Reputation: 110203
I have downloaded 5MB of a very large json file. From this, I need to be able to load that 5MB to generate a preview of the json file. However, the file will probably be incomplete. Here's an example of what it may look like:
[{
"first": "bob",
"address": {
"street": 13301,
"zip": 1920
}
}, {
"first": "sarah",
"address": {
"street": 13301,
"zip": 1920
}
}, {"first" : "tom"
From here, I'd like to "rebuild it" so that it can parse the first two objects (and ignore the third).
Is there a json parser that can infer
or cut off the end of the string to make it parsable? Or perhaps to 'stream' the parsing of the json array, so that when it fails on the last object, I can exit the loop? If not, how could the above be accomplished?
Upvotes: 9
Views: 5597
Reputation: 36249
For the specific structure in the example we can walk through the string and track occurrences of curly brackets and their closing counterparts. If at the end one or more curly brackets remain unmatched, we know that this indicates an incomplete object. We can then strip any intermediate characters such as commas or whitespace and close the resulting string with a square bracket.
This method ensures that the string is only parsed twice, one time manually and one time by the JSON parser, which might be advantageous for large text files (with incomplete objects consisting of many characters).
brackets = []
for i, c in enumerate(string):
if c == '{':
brackets.append(i)
elif c == '}':
brackets.pop()
if brackets:
string = string[:brackets[0]].rstrip(', \n')

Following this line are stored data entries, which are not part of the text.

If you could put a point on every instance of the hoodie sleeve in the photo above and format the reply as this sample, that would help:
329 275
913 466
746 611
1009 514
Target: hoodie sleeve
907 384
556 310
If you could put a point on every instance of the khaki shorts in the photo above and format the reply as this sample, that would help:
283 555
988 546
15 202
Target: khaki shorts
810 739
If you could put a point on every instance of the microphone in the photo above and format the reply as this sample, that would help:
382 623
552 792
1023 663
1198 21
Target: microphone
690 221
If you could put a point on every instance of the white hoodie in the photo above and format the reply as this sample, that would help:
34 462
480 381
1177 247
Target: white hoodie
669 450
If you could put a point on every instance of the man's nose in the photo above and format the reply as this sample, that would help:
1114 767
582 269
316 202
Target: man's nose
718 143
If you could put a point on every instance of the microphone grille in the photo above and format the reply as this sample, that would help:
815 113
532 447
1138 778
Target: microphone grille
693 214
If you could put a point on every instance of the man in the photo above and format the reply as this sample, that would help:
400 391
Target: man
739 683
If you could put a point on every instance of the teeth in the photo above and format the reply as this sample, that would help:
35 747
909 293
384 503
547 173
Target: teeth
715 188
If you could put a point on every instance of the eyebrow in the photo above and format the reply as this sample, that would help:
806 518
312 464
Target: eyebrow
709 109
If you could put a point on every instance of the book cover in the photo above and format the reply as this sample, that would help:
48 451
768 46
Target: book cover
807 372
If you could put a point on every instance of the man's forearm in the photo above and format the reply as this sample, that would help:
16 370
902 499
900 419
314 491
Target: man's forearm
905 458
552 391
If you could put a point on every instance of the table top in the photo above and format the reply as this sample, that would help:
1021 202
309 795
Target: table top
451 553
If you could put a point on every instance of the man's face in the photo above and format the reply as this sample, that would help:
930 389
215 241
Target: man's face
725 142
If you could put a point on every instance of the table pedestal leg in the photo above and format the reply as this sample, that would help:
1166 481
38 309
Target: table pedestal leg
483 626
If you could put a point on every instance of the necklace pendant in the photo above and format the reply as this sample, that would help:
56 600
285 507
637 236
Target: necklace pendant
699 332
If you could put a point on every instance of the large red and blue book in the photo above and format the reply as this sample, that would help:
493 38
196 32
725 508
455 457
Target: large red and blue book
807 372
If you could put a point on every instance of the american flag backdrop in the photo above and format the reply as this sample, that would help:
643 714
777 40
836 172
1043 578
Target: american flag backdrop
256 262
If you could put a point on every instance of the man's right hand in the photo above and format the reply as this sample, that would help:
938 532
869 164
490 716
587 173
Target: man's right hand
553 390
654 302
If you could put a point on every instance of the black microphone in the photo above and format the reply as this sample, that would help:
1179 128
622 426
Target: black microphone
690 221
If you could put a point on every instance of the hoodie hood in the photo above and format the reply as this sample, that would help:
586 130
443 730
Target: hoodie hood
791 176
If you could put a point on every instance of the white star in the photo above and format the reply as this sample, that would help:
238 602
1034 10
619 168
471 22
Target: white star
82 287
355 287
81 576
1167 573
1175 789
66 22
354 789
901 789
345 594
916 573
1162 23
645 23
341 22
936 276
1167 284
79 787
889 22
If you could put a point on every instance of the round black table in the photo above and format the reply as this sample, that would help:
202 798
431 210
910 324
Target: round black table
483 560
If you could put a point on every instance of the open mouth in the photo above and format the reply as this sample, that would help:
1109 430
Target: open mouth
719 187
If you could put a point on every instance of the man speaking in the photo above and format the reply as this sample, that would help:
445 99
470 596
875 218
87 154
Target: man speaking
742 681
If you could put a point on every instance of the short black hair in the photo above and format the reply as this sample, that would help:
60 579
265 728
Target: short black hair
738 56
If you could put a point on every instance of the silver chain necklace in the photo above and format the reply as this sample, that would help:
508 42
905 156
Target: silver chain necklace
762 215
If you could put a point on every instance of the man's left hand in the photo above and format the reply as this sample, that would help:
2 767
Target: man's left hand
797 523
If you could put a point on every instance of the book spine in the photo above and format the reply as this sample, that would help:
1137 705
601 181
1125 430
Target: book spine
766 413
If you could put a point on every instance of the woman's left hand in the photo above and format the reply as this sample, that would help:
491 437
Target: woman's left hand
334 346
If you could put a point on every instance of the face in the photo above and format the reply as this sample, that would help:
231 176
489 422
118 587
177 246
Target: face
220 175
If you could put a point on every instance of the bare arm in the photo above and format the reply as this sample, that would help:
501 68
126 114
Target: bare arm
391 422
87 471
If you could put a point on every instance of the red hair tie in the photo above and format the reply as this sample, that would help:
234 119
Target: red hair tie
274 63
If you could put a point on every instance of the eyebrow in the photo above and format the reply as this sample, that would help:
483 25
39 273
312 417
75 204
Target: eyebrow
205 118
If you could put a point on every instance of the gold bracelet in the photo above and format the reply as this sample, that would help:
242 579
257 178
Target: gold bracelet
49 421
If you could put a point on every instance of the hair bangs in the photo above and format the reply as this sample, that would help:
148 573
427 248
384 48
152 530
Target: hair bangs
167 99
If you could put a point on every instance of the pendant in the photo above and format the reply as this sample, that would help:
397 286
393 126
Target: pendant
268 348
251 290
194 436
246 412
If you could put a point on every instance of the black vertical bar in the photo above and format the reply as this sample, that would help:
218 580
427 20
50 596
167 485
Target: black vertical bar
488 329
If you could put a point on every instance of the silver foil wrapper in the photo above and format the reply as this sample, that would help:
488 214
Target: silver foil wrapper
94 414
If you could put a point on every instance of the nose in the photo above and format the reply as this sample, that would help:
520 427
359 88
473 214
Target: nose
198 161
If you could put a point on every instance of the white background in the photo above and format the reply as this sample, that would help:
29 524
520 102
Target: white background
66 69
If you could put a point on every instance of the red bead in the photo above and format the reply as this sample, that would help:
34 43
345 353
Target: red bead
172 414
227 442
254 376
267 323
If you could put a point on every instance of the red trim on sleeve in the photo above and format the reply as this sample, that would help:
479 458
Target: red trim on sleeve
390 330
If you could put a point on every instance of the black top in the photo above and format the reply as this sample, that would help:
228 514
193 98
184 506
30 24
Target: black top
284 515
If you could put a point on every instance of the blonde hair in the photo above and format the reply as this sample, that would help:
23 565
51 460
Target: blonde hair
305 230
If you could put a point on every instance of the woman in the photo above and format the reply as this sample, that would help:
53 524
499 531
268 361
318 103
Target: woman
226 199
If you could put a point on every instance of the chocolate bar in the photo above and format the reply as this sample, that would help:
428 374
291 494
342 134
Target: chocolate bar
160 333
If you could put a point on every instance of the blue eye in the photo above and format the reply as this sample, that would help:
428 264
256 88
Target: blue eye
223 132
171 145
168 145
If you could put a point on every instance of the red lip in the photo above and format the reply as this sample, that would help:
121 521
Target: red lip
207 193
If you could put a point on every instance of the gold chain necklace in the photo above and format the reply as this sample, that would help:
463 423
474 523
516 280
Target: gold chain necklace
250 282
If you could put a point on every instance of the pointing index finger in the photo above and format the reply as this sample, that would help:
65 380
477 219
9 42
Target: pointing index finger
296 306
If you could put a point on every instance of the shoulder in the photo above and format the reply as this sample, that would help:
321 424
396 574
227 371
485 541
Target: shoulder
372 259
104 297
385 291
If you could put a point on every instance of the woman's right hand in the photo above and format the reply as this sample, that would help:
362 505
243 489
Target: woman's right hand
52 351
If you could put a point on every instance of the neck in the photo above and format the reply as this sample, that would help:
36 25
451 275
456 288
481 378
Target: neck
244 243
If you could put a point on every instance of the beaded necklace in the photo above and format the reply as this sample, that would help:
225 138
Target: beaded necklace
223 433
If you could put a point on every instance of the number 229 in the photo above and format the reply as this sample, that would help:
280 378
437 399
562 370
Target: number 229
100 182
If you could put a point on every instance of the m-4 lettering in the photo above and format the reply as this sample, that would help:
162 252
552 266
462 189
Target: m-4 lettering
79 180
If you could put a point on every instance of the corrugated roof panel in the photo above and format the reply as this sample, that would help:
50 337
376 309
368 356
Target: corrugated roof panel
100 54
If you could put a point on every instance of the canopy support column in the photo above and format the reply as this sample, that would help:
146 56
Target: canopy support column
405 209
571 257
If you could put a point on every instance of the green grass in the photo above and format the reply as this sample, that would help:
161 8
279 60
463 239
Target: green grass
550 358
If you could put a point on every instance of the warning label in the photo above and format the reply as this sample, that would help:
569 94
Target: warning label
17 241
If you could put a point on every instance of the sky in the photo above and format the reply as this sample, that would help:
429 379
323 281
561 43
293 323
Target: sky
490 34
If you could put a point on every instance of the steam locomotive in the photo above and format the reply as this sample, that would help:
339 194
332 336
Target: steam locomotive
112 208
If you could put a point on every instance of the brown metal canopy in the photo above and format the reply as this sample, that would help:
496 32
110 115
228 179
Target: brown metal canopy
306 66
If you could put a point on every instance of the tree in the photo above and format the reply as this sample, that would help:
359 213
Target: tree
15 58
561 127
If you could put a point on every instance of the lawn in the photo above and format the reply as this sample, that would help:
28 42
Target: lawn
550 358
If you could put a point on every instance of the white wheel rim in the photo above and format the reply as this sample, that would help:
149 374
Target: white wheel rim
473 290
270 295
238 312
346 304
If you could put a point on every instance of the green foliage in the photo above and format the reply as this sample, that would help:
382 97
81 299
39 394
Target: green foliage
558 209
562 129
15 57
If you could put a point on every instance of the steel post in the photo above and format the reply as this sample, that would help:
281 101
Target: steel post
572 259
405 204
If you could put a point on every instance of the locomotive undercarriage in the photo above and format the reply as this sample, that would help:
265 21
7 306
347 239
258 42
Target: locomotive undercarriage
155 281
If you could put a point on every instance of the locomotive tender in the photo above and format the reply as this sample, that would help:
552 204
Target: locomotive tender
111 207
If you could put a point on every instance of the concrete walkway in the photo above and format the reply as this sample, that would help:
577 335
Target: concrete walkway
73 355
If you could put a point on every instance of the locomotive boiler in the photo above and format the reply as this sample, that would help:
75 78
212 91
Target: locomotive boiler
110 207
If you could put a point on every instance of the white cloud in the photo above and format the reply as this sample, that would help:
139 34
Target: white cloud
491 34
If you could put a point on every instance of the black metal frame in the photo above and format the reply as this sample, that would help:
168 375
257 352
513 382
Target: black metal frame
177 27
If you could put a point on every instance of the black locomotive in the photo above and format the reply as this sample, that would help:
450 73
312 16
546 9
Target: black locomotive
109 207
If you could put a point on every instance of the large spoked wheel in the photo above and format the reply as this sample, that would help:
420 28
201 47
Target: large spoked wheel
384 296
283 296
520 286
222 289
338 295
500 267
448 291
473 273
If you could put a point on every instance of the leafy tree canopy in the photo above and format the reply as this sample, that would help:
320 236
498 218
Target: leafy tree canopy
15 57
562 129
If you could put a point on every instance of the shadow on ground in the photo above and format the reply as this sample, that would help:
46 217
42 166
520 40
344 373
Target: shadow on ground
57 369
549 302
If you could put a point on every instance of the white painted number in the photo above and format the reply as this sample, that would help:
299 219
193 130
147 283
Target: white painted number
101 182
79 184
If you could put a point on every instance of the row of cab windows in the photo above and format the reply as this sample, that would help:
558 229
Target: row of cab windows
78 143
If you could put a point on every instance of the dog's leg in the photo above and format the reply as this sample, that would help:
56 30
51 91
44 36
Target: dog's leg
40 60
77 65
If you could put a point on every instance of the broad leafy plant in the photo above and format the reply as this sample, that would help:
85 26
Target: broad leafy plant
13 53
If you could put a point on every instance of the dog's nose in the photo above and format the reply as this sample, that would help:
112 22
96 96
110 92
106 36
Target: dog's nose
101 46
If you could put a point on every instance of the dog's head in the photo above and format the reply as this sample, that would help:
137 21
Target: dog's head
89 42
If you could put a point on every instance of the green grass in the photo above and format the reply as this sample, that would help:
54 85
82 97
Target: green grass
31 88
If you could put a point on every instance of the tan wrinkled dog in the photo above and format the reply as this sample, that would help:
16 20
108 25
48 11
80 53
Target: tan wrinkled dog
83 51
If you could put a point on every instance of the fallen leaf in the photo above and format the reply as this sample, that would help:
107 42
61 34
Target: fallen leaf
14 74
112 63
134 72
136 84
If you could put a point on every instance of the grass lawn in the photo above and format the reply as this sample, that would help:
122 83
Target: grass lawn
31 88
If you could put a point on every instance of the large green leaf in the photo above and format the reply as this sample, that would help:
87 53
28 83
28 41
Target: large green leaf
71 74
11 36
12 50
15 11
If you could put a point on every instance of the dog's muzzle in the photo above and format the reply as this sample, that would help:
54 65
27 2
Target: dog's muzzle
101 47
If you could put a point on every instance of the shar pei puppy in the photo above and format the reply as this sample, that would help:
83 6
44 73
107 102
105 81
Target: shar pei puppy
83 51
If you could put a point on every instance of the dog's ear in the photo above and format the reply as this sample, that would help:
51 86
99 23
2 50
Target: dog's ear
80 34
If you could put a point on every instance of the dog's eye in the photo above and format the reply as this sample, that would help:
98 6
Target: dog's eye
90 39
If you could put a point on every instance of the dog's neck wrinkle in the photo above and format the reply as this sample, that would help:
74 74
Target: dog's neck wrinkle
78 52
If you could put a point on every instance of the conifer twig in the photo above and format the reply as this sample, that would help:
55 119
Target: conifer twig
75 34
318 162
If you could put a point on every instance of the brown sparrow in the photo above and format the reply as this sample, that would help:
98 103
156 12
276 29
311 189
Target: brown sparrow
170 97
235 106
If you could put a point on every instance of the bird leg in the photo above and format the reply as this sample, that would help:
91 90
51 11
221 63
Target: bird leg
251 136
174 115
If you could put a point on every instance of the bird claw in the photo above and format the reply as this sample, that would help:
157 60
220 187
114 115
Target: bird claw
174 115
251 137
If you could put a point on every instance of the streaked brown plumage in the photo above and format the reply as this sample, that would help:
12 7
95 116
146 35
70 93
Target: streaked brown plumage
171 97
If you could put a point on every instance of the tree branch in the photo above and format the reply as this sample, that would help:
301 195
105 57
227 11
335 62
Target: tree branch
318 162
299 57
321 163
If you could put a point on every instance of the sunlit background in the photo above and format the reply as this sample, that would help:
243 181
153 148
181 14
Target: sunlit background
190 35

if not string.endswith(']'):
string += ']'
Upvotes: 1
Reputation: 11232
If your data will always look somewhat similar, you could do something like this:
import json
json_string = """[{
"first": "bob",
"address": {
"street": 13301,
"zip": 1920
}
}, {
"first": "sarah",
"address": {
"street": 13301,
"zip": 1920
}
}, {"first" : "tom"
"""
while True:
if not json_string:
raise ValueError("Couldn't fix JSON")
try:
data = json.loads(json_string + "]")
except json.decoder.JSONDecodeError:
json_string = json_string[:-1]
continue
break
print(data)
This assumes that the data is a list of dicts. Step by step, the last character is removed and a missing ]
appended. If the new string can be interpreted as JSON, the infinite loop breaks. Otherwise the next character is removed and so on. If there are no characters left ValueError("Couldn't fix JSON")
is raised.
For the above example, it prints:
[{'first': 'bob', 'address': {'zip': 1920, 'street': 13301}}, {'first': 'sarah', 'address': {'zip': 1920, 'street': 13301}}]
Upvotes: 8